Alignment of SmPNPO with other members of the pyridox(am)ine 5’-phosphate oxidase protein family. Sm, Schistosoma mansoni (GeneBank accession number MW148601); Sh, Schistosoma haematobium (XP_012792194); Hs, Homo sapiens (NP_060599); Dm, Drosophila melanogaster (NP_731186.2); Ce, Caenorhabditis elegans (NP_498518); Bm, Brugia malayi (XP_001896760); Sc, Saccharomyces cerevisiae (AJQ03502). Residue shading is as described in Figure 6 . Residues predicted to be important in pyridoxal phosphate binding are indicated by brown arrowheads and those involved in binding the cofactor flavin mononucleotide are indicated by black arrowheads.

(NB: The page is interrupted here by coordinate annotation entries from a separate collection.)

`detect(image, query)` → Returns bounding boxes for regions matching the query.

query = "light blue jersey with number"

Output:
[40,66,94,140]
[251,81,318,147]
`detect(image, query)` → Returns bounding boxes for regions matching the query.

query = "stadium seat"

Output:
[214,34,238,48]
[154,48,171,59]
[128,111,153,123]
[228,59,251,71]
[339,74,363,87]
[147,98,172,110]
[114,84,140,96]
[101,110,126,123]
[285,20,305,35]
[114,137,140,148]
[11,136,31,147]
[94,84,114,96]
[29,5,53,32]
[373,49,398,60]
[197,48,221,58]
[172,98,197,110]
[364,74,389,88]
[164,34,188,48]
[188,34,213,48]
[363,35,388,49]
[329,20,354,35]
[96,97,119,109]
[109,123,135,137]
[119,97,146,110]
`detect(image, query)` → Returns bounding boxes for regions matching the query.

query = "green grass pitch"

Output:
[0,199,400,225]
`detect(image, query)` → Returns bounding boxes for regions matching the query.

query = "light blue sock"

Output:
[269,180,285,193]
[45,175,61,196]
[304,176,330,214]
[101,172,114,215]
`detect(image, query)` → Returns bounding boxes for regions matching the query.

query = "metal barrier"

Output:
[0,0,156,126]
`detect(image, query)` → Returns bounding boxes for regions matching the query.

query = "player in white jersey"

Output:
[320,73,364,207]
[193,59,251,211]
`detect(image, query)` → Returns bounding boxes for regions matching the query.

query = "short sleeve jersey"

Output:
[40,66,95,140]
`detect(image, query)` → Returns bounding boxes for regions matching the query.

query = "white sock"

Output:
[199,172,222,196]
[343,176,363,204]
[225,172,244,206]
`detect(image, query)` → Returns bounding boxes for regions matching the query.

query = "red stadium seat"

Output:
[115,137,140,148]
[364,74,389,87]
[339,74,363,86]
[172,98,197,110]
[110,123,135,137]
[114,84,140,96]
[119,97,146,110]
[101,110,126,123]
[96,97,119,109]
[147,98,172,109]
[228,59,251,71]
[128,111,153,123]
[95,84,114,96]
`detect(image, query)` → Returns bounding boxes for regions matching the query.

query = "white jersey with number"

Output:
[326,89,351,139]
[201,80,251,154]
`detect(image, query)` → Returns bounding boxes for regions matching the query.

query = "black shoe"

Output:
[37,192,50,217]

Numbers at right are an amino acid count for the S. mansoni protein. (B) Phylogenetic tree (absolute distance) of selected pyridox(am)ine 5’-phosphate oxidases generated by multiple sequence alignment using UPGMA (unweighted pair group method with arithmetic mean). The designations (and accession numbers) of the homologs compared are as in (A).

Figure 9

Expression of SmPK, SmPLP-Ph and SmPNPO in different S. mansoni life stages. Relative gene expression of SmPK (A), SmPLP-Ph (B) and SmPNPO (C) in the life stages indicated. All values are relative to males (set at 100%) (Mean +/- SD, n = 3).